There is even a Wegman merchandising center, called William Wegman
World.
Aside from the immediate accessibility of these works, they are
masterpieces of ironic metaphoras many critics have noted, Wegman's
subjects have become symbolic of mankind, its foibles, failures,
and follies, but always with a leavening dose of humor.
Wegman is known for his photography, but he has also done work in
video and painting. His early work is associated with fellow 60s
conceptual artists Sol LeWitt, Carl Andre, and Robert Smithson.

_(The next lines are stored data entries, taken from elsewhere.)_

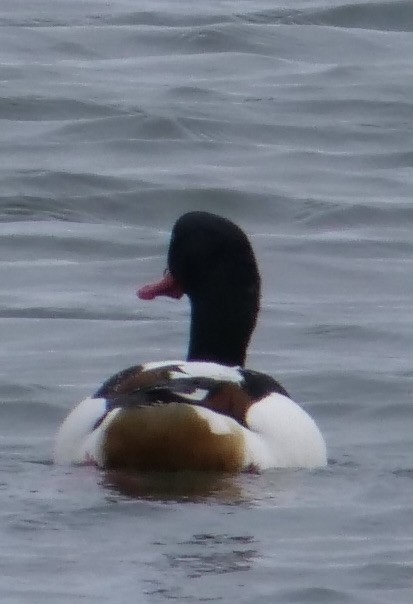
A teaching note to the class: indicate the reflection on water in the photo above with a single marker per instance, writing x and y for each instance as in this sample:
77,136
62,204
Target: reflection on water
270,489
175,486
217,554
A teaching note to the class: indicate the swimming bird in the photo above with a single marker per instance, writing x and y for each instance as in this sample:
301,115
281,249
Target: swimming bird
208,412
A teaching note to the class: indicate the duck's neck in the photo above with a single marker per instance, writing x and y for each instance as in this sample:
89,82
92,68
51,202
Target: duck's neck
221,327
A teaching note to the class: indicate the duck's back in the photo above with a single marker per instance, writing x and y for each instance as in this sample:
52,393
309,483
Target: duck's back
177,415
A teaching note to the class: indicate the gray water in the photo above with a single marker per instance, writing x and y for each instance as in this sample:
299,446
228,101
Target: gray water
294,120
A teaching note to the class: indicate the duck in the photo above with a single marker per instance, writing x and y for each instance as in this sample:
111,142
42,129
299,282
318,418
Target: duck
208,412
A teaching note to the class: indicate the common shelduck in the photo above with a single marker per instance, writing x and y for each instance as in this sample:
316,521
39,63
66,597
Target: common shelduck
208,412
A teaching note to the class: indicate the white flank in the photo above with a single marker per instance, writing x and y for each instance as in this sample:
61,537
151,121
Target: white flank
198,395
282,435
76,430
218,423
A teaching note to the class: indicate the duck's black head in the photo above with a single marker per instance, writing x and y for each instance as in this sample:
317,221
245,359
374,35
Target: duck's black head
211,260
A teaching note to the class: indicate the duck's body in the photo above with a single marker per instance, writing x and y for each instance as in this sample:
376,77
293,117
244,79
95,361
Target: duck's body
206,413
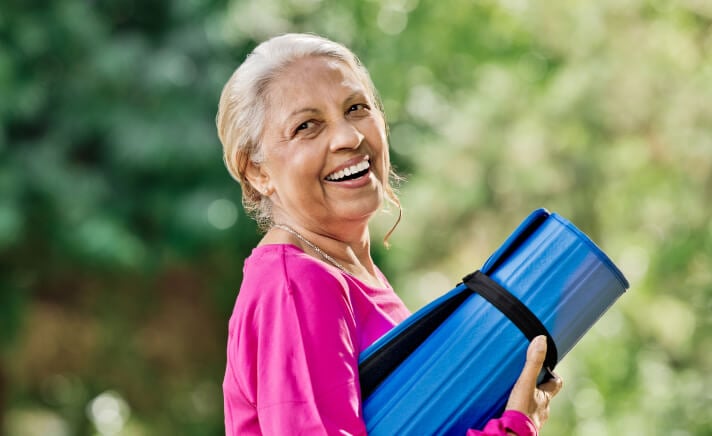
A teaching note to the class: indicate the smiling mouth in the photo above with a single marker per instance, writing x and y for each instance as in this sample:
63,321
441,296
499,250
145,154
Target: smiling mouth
349,173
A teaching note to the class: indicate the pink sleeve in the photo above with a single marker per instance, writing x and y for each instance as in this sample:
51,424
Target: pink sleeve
516,422
308,361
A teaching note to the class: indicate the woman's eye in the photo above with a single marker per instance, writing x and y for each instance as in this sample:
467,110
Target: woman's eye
357,107
305,125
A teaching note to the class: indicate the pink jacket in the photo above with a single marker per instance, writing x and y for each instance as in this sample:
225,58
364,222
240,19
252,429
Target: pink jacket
295,335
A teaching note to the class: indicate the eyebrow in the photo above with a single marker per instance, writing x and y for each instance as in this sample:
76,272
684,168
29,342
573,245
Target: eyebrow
303,110
353,96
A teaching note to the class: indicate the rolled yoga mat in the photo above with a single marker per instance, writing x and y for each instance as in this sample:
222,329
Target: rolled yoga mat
451,365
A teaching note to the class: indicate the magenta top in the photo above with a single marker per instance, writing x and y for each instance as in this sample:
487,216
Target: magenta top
295,335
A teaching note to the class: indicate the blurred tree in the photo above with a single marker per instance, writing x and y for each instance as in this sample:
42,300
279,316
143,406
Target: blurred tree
122,235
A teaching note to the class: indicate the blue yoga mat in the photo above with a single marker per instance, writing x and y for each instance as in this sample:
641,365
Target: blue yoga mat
459,373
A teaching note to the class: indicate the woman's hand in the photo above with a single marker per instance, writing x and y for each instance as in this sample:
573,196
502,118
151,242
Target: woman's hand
526,396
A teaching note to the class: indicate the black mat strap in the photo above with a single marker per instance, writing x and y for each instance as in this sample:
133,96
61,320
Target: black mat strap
515,310
378,366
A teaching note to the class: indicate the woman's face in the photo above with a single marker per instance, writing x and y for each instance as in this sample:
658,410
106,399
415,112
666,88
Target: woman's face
325,147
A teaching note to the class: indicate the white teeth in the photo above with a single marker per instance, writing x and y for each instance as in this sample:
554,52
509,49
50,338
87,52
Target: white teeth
363,165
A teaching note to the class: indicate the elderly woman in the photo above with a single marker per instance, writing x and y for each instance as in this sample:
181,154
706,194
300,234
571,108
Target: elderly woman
304,134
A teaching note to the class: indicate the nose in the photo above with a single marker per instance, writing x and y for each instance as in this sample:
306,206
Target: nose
346,136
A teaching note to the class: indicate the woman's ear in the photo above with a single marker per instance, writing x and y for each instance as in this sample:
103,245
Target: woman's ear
259,178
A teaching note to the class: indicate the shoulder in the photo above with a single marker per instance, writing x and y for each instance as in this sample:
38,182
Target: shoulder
276,269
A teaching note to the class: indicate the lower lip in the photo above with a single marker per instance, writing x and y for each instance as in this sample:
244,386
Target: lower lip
354,183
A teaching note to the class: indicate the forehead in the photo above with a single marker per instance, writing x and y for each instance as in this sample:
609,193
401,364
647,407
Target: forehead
313,81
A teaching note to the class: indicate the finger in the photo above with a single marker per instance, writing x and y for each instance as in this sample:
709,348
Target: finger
524,388
536,353
552,386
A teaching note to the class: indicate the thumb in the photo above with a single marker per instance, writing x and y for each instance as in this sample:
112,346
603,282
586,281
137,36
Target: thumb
525,385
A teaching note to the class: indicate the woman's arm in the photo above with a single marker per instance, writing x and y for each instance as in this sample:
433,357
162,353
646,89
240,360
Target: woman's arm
528,405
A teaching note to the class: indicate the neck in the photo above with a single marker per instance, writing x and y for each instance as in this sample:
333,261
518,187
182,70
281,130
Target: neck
351,254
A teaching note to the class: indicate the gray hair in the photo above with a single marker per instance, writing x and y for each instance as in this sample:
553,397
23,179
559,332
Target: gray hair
241,111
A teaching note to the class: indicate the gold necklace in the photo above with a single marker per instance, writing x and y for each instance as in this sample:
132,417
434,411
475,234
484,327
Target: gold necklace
313,246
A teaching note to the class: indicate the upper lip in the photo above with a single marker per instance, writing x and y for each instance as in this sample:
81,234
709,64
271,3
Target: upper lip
348,163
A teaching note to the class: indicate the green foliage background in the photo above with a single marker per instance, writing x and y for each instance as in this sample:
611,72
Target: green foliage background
122,239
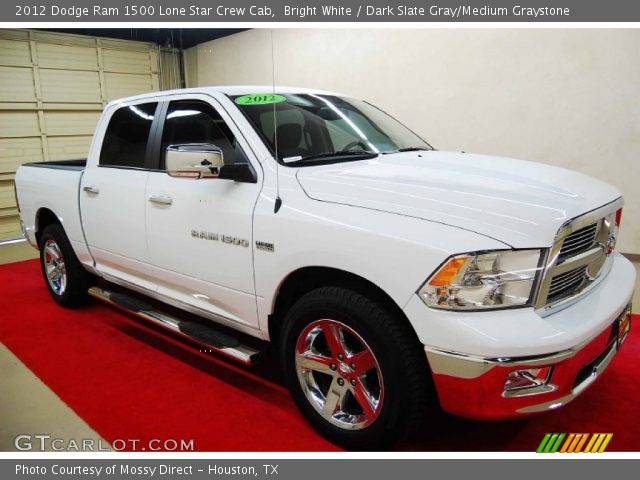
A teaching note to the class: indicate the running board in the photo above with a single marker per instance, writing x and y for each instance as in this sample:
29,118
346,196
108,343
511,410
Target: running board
204,335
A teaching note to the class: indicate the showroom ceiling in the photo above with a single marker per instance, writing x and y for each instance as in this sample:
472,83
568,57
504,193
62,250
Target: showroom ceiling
166,37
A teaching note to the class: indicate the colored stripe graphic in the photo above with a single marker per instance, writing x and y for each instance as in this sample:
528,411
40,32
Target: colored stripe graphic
574,443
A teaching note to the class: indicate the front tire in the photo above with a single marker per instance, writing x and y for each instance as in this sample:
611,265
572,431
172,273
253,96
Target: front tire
65,277
356,371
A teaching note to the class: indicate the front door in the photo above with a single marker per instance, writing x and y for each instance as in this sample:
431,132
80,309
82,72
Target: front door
199,231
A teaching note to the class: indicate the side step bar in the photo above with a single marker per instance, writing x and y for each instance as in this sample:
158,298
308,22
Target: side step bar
206,336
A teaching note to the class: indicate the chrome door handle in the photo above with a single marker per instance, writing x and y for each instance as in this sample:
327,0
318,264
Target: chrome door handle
162,199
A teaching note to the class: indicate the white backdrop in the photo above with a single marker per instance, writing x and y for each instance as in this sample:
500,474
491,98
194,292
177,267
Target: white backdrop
569,97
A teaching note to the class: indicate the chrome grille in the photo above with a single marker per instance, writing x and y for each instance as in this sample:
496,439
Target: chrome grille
566,283
579,241
579,258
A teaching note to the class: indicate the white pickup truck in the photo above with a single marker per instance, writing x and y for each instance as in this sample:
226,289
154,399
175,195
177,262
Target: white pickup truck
386,273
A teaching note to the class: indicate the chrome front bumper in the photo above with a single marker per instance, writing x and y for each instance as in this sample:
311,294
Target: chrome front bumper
472,386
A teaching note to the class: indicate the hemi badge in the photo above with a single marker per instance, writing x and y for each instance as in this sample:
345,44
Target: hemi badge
267,247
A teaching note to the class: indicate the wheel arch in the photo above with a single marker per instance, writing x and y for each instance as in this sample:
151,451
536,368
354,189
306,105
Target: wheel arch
306,279
44,218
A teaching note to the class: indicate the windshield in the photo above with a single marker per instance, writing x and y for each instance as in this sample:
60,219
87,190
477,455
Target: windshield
325,128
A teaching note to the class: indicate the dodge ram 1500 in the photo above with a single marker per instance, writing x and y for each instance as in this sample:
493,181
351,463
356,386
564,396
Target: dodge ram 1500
384,272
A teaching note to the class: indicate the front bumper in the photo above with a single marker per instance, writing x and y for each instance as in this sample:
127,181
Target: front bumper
472,384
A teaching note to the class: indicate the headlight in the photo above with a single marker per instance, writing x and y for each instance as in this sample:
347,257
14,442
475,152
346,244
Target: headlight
479,281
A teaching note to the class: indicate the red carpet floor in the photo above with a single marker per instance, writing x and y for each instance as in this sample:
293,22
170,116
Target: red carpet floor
128,380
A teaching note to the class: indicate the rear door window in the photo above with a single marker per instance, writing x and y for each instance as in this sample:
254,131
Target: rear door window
125,142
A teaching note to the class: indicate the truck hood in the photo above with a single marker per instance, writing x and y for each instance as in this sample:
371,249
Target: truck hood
522,204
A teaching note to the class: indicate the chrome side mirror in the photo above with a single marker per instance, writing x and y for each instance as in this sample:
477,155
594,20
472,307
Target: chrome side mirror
194,160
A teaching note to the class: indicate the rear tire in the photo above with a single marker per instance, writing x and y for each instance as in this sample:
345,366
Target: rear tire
65,277
356,371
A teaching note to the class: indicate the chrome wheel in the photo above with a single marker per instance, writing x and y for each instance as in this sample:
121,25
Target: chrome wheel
339,374
54,267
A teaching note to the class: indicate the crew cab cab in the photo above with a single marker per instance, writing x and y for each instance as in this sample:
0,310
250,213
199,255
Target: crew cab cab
385,273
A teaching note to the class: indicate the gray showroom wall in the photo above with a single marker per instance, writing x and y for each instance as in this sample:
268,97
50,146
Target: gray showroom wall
569,97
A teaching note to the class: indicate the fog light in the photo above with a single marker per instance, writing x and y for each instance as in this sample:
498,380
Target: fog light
528,381
624,326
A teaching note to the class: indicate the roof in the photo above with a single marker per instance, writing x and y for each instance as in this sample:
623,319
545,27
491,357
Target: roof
229,90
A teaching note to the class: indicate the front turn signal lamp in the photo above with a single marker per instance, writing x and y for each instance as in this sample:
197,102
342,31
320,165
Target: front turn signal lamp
488,280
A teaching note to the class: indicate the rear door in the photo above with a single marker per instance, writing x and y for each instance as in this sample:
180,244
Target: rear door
199,231
112,195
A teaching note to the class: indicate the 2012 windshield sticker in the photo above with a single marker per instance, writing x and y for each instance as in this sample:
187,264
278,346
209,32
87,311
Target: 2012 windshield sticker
260,99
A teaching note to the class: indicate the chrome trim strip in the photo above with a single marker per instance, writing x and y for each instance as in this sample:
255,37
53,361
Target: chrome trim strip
242,327
597,371
241,353
465,366
12,241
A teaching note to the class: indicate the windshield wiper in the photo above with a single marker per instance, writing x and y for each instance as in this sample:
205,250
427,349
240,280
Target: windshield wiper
339,153
413,149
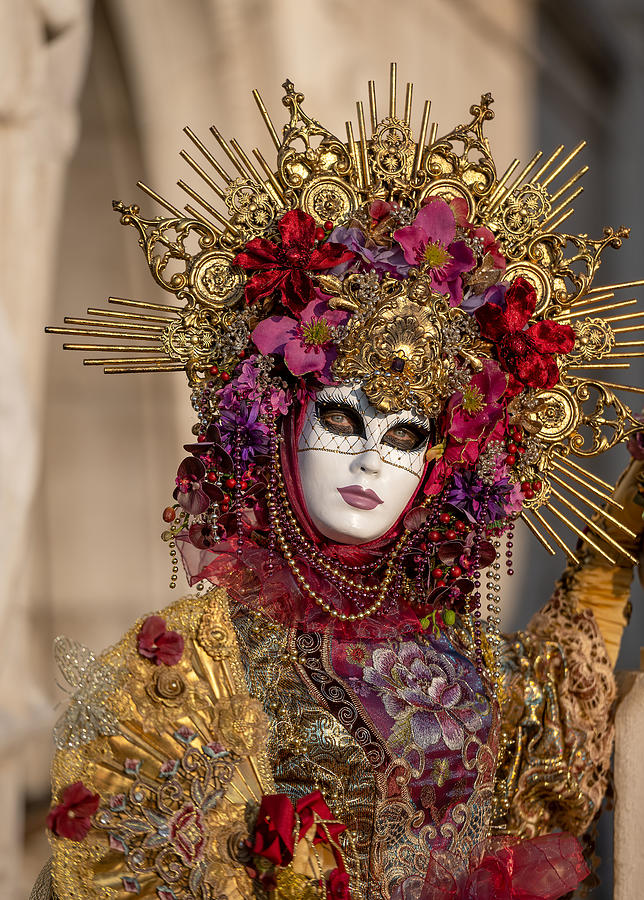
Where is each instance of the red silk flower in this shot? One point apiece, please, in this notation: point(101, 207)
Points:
point(337, 886)
point(274, 831)
point(313, 805)
point(71, 818)
point(527, 355)
point(158, 644)
point(284, 267)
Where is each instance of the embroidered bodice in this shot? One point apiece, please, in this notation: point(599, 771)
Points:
point(397, 734)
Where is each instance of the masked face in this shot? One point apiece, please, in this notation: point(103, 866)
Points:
point(359, 468)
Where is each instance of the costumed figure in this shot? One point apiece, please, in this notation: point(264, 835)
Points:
point(393, 356)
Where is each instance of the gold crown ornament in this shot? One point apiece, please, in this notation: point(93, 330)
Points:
point(405, 264)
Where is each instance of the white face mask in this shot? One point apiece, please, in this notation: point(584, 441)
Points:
point(359, 468)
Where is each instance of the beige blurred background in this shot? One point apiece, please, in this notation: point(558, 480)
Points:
point(93, 96)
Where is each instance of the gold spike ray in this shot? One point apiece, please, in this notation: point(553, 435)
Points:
point(533, 528)
point(594, 506)
point(373, 107)
point(159, 199)
point(599, 531)
point(556, 537)
point(267, 119)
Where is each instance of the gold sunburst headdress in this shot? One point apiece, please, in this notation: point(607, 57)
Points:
point(268, 239)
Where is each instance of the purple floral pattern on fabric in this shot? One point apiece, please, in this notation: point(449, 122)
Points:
point(426, 695)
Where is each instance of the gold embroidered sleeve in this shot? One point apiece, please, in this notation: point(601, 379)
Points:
point(178, 764)
point(559, 688)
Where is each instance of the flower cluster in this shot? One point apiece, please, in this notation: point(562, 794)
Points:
point(283, 831)
point(483, 462)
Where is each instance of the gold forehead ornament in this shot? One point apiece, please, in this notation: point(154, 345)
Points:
point(190, 254)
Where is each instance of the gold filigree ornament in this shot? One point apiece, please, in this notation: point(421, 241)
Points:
point(178, 774)
point(413, 338)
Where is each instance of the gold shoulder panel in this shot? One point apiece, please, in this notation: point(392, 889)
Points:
point(176, 778)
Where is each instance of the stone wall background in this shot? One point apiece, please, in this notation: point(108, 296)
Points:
point(94, 96)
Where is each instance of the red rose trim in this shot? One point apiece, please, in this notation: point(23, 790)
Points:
point(159, 645)
point(527, 355)
point(71, 818)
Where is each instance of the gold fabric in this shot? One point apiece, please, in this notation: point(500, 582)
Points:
point(176, 779)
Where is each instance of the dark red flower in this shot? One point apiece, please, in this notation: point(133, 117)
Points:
point(527, 355)
point(159, 645)
point(337, 885)
point(311, 806)
point(274, 838)
point(284, 267)
point(193, 492)
point(72, 817)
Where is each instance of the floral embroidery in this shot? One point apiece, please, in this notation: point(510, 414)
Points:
point(426, 695)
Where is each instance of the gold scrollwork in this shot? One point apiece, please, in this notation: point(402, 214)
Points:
point(328, 199)
point(215, 281)
point(252, 209)
point(447, 189)
point(392, 151)
point(558, 414)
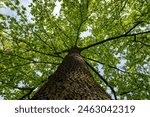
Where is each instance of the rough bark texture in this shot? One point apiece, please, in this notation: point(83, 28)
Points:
point(71, 81)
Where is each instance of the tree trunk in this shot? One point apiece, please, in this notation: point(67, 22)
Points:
point(71, 81)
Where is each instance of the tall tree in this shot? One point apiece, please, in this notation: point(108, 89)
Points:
point(109, 40)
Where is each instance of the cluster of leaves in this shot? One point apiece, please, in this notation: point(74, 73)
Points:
point(116, 51)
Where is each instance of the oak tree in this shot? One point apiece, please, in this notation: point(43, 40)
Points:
point(60, 49)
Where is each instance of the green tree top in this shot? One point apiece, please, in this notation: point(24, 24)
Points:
point(113, 35)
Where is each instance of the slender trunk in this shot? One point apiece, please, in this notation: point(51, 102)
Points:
point(71, 81)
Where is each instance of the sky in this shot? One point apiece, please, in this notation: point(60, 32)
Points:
point(57, 8)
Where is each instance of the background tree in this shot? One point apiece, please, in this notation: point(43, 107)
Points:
point(113, 36)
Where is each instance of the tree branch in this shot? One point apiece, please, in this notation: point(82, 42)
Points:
point(104, 80)
point(113, 38)
point(106, 64)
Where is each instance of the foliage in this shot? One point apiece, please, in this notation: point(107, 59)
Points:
point(116, 47)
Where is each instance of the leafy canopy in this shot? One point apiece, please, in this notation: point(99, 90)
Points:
point(114, 36)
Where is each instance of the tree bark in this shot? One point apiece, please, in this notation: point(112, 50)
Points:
point(71, 81)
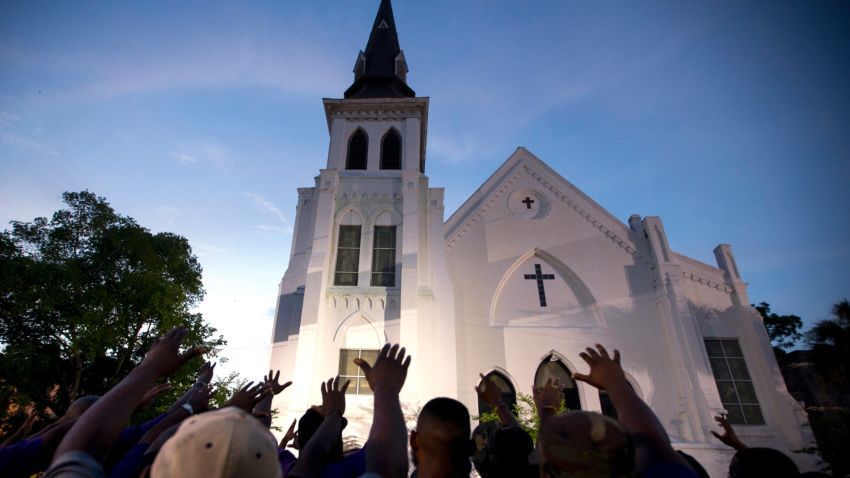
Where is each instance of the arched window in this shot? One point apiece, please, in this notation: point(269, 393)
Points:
point(358, 148)
point(503, 384)
point(553, 368)
point(391, 150)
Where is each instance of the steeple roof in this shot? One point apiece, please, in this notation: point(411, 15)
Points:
point(381, 71)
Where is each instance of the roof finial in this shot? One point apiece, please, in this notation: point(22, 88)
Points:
point(381, 70)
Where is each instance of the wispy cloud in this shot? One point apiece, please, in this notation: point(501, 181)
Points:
point(284, 225)
point(26, 145)
point(264, 205)
point(207, 250)
point(199, 151)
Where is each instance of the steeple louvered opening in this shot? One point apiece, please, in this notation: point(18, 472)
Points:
point(358, 150)
point(391, 150)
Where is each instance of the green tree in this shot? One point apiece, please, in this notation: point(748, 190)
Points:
point(82, 297)
point(830, 343)
point(783, 330)
point(526, 413)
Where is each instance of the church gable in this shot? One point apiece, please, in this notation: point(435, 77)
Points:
point(526, 188)
point(540, 290)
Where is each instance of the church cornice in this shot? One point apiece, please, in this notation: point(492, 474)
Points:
point(707, 282)
point(621, 243)
point(377, 109)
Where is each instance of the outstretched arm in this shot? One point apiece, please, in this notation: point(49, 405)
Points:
point(729, 437)
point(263, 409)
point(652, 445)
point(386, 449)
point(97, 429)
point(317, 453)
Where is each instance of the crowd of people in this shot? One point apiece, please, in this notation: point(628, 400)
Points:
point(93, 439)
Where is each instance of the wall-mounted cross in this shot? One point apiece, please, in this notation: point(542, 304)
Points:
point(539, 276)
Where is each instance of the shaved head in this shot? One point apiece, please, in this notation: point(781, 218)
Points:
point(442, 434)
point(585, 445)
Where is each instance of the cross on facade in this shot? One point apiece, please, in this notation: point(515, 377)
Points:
point(539, 276)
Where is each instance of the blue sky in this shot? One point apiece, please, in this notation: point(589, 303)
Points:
point(730, 120)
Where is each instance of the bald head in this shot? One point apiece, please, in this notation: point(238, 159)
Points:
point(585, 445)
point(442, 433)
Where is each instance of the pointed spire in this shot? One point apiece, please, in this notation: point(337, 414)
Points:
point(381, 70)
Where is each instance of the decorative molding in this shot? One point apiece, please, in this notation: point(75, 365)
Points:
point(707, 282)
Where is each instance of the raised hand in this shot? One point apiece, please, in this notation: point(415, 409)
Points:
point(205, 373)
point(389, 371)
point(164, 356)
point(248, 396)
point(489, 393)
point(151, 395)
point(728, 437)
point(273, 384)
point(290, 434)
point(605, 371)
point(200, 400)
point(333, 397)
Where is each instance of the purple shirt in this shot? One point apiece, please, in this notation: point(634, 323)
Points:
point(22, 458)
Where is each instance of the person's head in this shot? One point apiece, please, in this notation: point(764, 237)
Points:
point(219, 444)
point(307, 426)
point(504, 453)
point(757, 462)
point(442, 436)
point(79, 406)
point(584, 445)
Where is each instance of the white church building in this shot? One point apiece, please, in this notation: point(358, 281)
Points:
point(515, 284)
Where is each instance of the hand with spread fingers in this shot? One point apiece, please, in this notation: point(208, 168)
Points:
point(728, 437)
point(389, 371)
point(164, 356)
point(333, 396)
point(248, 396)
point(272, 382)
point(605, 371)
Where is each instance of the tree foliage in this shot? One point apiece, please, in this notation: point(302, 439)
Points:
point(783, 330)
point(525, 411)
point(830, 343)
point(82, 297)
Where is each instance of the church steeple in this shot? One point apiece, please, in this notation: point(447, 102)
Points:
point(381, 71)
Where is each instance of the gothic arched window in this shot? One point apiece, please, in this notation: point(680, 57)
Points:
point(358, 148)
point(553, 368)
point(504, 385)
point(391, 150)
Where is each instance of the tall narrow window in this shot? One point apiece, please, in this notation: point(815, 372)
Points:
point(348, 370)
point(733, 381)
point(504, 386)
point(555, 369)
point(391, 150)
point(383, 257)
point(358, 147)
point(347, 255)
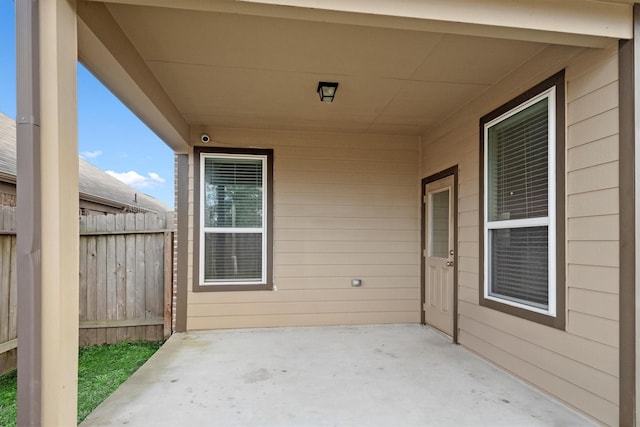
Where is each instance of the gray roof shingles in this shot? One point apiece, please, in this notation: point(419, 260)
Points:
point(93, 181)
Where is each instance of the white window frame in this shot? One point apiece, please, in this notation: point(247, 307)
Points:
point(204, 230)
point(548, 221)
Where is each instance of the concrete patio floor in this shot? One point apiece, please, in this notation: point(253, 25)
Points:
point(378, 375)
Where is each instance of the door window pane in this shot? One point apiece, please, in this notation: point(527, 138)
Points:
point(439, 224)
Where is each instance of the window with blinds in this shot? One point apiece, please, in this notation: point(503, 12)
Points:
point(519, 218)
point(233, 218)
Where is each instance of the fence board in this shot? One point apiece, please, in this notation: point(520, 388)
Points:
point(125, 280)
point(140, 278)
point(92, 287)
point(82, 282)
point(8, 291)
point(112, 307)
point(130, 257)
point(121, 281)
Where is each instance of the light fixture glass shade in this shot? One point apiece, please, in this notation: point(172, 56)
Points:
point(327, 91)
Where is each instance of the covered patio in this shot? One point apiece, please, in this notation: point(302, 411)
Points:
point(375, 375)
point(373, 209)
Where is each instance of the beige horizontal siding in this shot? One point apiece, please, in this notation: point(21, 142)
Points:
point(580, 364)
point(345, 207)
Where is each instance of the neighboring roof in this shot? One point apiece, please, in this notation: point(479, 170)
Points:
point(95, 184)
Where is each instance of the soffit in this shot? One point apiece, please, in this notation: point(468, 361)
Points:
point(243, 71)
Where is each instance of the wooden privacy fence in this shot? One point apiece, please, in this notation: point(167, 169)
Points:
point(8, 291)
point(125, 277)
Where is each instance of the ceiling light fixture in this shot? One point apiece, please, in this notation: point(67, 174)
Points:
point(327, 91)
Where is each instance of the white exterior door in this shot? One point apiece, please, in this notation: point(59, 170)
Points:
point(438, 306)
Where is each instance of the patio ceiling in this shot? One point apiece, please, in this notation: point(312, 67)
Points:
point(242, 71)
point(218, 67)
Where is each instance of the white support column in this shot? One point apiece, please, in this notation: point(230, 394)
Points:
point(59, 211)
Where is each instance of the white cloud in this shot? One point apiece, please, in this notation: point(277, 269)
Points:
point(91, 154)
point(134, 179)
point(157, 178)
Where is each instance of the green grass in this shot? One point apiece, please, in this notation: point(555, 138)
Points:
point(101, 369)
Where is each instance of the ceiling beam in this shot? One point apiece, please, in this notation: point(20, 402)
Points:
point(569, 22)
point(107, 52)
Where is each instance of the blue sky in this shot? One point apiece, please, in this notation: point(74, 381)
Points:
point(109, 135)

He first became known for his conceptual photographs and performances
(captured on video). The Man Ray and Fay Ray photographs first became
a major part of Wegman's oeuvre in 1979, when he started working
with the large-format Polaroid 20x24 camera.
Wegman's photographs, videotapes, paintings and drawings have been
exhibited in museums and galleries internationally. A retrospective
of his work traveled to museums throughout Europe and the United
States including the Whitney Museum of American Art in New York.
In addition to video segments that have appeared regularly on Sesame
Street since 1989, William Wegman has also created film and video
works for Saturday Night Live and Nickelodeon. His other works include
the books Cinderella, Little Red Riding Hood, ABC,
123, Circle Triangle Square, Farm Days, and
Mother Goose (all Hyperion), and the videos Alphabet Soup
and FayÕs Twelve Days of Christmas. (WarnerVision).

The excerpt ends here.